It’s not just truck drivers or factory workers who could see their jobs washed away by technological change. It includes knowledge workers, such as well-paid wealth managers who could find their current jobs automated. The Advisory Council estimated 10 to 12 per cent of Canadian workers could see their jobs disrupted by technology by 2030. “That’s two million people,” he noted. Mr. Barton thinks the estimate is conservative.

That’s different from when a company goes bankrupt or a plant closes, and laid-off workers go look for the same job at another company. Technological change will wipe out occupations. People will need to do new kinds of work, and they will need new skills. Technology might also create millions of jobs, but if Canadians don’t have the skills, a lot of those jobs might go to the United States or China or Sweden.

If you’ve watched the way voters in the United States and elsewhere have responded to disruptions of well-paying manufacturing jobs and good job opportunities, how it has fuelled divisive politics, an anti-trade backlash, and anti-immigrant nativism, just imagine how society could be roiled by two million middle-aged Canadians looking for work without much idea how they’re going to start over.
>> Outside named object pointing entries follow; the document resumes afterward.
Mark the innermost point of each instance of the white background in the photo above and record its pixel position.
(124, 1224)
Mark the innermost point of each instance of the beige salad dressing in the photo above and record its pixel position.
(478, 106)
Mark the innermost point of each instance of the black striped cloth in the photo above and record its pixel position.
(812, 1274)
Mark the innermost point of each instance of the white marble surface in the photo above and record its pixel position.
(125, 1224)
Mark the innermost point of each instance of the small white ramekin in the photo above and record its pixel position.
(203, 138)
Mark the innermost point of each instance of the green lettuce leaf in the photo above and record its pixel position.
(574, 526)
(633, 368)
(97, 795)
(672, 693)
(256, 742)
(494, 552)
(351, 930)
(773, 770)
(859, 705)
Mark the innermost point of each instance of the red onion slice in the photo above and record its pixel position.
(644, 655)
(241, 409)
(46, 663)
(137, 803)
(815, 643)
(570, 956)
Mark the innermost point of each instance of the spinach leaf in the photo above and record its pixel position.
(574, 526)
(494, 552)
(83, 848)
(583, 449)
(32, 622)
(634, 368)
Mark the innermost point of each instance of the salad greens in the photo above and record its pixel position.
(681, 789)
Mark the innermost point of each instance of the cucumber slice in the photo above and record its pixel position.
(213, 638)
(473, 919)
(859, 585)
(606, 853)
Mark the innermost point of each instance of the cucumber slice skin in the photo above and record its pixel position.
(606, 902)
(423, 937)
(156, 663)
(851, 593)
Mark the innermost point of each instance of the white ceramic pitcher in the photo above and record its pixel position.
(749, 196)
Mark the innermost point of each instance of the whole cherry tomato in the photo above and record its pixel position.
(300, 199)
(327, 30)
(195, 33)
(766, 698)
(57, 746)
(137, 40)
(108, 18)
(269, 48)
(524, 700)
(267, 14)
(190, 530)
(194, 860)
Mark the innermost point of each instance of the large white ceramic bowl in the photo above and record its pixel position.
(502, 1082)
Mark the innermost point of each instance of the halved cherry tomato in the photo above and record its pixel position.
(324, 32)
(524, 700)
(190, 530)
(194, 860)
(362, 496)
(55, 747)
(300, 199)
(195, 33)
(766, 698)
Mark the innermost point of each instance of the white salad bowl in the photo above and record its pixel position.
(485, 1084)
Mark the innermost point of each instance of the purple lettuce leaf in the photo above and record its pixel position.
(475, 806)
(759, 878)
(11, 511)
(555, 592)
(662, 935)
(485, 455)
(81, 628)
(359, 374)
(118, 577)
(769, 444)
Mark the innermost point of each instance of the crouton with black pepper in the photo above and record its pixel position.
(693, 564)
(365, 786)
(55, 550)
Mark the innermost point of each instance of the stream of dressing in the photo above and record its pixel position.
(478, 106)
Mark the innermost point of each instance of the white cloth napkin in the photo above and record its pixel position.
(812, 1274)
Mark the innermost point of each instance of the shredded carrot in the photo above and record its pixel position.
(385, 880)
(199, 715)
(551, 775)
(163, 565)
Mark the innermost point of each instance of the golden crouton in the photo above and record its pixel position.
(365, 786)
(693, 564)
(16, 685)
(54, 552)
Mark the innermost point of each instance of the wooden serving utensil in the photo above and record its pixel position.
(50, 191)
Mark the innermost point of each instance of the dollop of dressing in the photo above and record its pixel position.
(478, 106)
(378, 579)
The Advisory Council argued that it has to be met with a major revamp of job training and lifelong education and a $15-billion injection of resources.
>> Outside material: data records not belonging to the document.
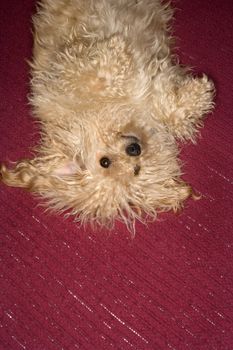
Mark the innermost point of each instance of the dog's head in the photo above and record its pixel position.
(112, 168)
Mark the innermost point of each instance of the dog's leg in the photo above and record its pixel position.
(184, 104)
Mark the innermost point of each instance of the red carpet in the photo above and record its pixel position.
(169, 288)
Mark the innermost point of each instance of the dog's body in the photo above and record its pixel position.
(112, 102)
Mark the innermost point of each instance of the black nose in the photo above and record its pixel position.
(134, 149)
(105, 162)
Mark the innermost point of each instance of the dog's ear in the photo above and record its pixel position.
(24, 174)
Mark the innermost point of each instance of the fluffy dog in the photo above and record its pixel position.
(112, 102)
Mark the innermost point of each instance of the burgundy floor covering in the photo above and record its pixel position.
(171, 287)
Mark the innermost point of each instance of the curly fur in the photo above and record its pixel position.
(103, 76)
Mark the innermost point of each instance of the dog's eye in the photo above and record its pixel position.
(134, 149)
(105, 162)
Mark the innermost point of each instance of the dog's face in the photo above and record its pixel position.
(120, 171)
(108, 169)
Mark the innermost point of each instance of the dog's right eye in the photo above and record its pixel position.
(133, 150)
(105, 162)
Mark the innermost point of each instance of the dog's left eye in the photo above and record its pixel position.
(105, 162)
(134, 149)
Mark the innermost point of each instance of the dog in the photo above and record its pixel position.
(113, 104)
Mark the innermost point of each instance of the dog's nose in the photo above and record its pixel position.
(134, 149)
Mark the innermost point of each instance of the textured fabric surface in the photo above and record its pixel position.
(171, 287)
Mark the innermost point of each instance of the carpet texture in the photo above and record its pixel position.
(171, 287)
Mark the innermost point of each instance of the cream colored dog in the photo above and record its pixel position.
(112, 101)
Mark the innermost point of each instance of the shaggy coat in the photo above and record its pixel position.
(112, 102)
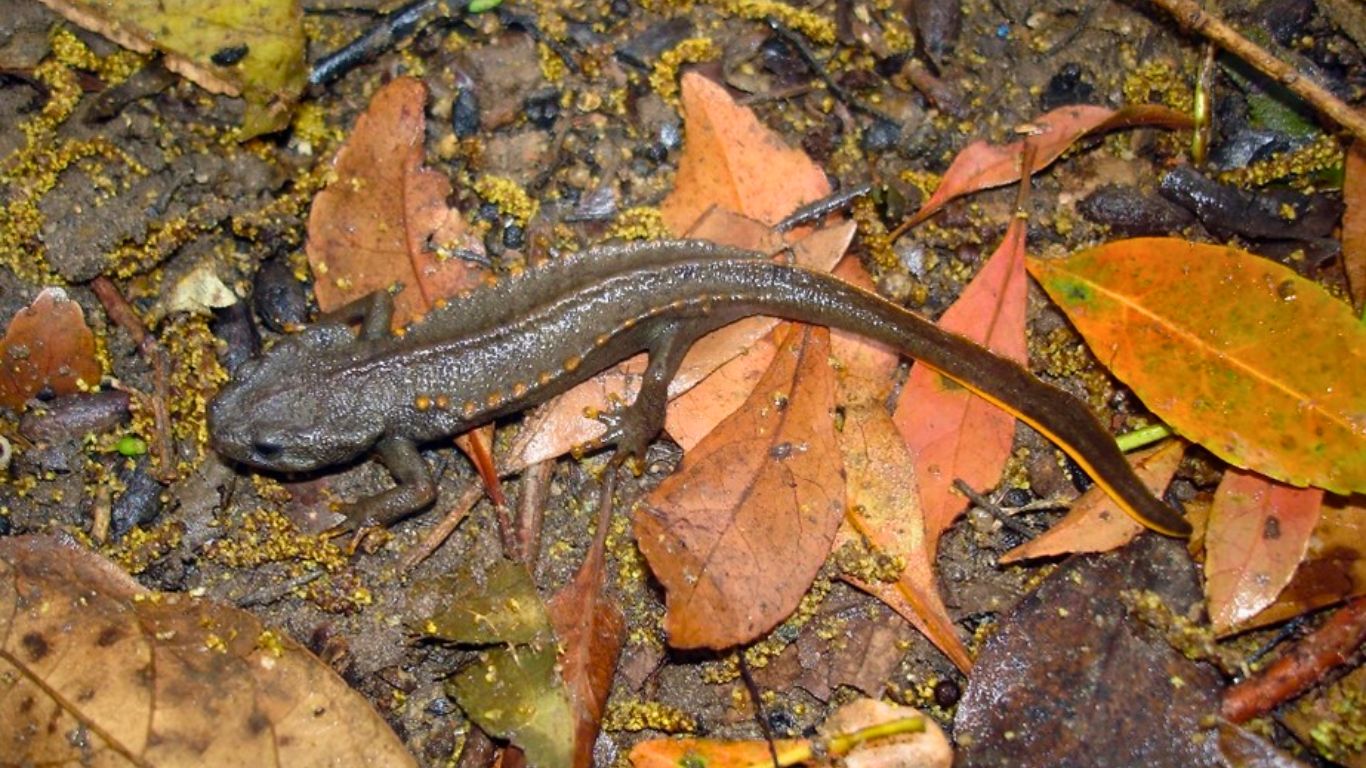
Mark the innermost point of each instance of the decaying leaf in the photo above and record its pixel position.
(96, 670)
(592, 630)
(47, 346)
(981, 166)
(1354, 224)
(731, 160)
(1094, 524)
(954, 433)
(384, 220)
(1236, 353)
(512, 689)
(861, 734)
(1257, 535)
(881, 502)
(253, 48)
(738, 533)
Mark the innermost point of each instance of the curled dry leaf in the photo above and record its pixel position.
(738, 533)
(954, 433)
(48, 346)
(250, 48)
(881, 503)
(1236, 353)
(96, 670)
(1094, 522)
(731, 160)
(384, 220)
(1257, 535)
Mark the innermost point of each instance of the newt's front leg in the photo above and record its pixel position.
(414, 489)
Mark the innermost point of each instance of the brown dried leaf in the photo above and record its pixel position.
(384, 220)
(1096, 524)
(738, 533)
(97, 670)
(731, 160)
(48, 345)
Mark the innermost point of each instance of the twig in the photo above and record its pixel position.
(443, 529)
(992, 507)
(1193, 17)
(126, 317)
(823, 207)
(1305, 664)
(530, 513)
(276, 592)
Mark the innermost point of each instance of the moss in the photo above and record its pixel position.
(635, 715)
(508, 196)
(664, 78)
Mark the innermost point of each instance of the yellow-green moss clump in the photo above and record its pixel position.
(664, 78)
(508, 196)
(635, 715)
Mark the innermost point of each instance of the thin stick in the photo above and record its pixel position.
(1193, 17)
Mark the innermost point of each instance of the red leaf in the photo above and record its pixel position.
(981, 166)
(1096, 524)
(1257, 535)
(741, 529)
(377, 224)
(952, 432)
(48, 346)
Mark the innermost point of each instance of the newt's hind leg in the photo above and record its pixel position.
(631, 428)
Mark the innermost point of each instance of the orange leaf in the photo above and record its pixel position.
(377, 223)
(741, 529)
(712, 753)
(1236, 353)
(951, 432)
(48, 346)
(1257, 535)
(1354, 224)
(590, 630)
(981, 166)
(881, 504)
(731, 160)
(1094, 524)
(721, 366)
(1332, 570)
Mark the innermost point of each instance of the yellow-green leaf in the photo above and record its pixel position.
(249, 48)
(1235, 351)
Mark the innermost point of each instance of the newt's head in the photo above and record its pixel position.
(283, 412)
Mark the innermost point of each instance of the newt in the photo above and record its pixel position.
(328, 395)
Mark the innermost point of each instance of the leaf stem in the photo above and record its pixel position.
(1144, 436)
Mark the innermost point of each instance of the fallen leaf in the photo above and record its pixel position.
(512, 689)
(47, 346)
(377, 223)
(1257, 533)
(1332, 570)
(861, 734)
(1070, 678)
(515, 693)
(1236, 353)
(712, 366)
(982, 166)
(741, 529)
(590, 629)
(253, 48)
(1354, 224)
(883, 506)
(100, 671)
(951, 432)
(1094, 522)
(731, 160)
It’s an enormous sum, about three-quarters of the cost of the military. It’s too much for federal and provincial governments to pay alone, he argues, but business will have to be given incentives to do more education and training. Individuals, even those who feel squeezed saving for retirement, will have to save for lifelong learning, perhaps with tax-sheltered learning accounts. They won’t have a choice, he believes, “because it’s coming.”

The advisory council was appointed by the Liberals, and Mr. Barton has the ear of Mr. Trudeau and his inner circle. The Liberal government has adopted a lot of the council’s recommendations, to varying degrees, in its strategy to foster economic growth. But Mr. Barton noted the one with the biggest estimate impact is that massive re-skilling initiative. So far, governments are working on the same scale to face up to the impact of automation, but they will have to face it sooner or later. It’s coming.
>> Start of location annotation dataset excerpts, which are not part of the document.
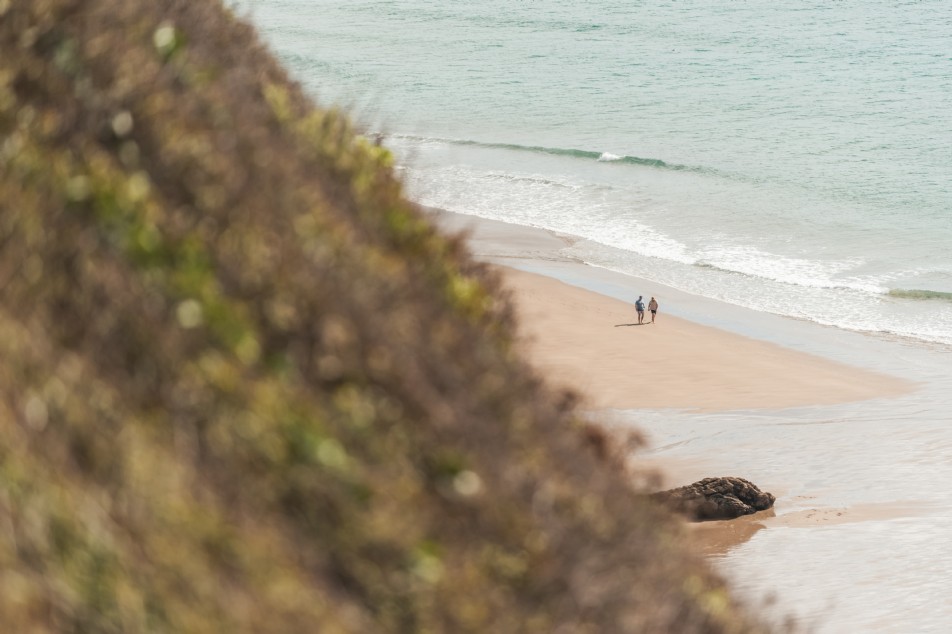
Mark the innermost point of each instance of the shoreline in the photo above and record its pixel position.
(578, 327)
(589, 342)
(853, 458)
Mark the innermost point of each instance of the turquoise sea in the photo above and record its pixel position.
(793, 158)
(783, 169)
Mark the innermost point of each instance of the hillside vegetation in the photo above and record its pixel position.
(246, 387)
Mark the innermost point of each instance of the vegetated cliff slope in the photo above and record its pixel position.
(246, 387)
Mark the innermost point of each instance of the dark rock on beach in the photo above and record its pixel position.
(716, 499)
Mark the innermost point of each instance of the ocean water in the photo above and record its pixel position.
(783, 169)
(794, 159)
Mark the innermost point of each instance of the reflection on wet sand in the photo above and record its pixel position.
(716, 538)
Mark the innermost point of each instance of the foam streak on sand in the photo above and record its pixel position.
(850, 432)
(594, 344)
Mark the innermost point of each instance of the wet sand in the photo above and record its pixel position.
(851, 432)
(594, 344)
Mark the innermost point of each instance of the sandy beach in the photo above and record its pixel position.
(850, 432)
(593, 344)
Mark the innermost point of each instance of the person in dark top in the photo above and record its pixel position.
(640, 307)
(653, 307)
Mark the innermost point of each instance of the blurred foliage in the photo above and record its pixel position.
(246, 387)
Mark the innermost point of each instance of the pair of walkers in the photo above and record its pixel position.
(640, 307)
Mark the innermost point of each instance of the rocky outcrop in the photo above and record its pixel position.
(716, 499)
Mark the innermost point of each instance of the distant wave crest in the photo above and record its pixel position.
(605, 157)
(915, 293)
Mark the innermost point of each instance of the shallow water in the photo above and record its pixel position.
(792, 159)
(777, 170)
(859, 538)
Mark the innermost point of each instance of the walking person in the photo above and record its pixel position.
(653, 307)
(640, 307)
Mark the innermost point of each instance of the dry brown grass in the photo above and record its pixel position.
(246, 387)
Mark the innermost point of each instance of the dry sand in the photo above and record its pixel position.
(592, 343)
via Get ready: A massive automation shift is coming for your job – The Globe and Mail

Will Robots Take Our Children’s Jobs? – The New York Times

Good read by Alex Williams on the occupations most likely to be threatened and the coming disruption:

But artificial intelligence is different, said Martin Ford, the author of “Rise of the Robots: Technology and the Threat of a Jobless Future.” Machine learning does not just give us new machines to replace old machines, pushing human workers from one industry to another. Rather, it gives us new machines to replace us, machines that can follow us to virtually any new industry we flee to.

Since Mr. Ford’s book sent me down this rabbit hole in the first place, I reached out to him to see if he was concerned about all this for his own children: Tristan, 22, Colin, 17, and Elaine, 10.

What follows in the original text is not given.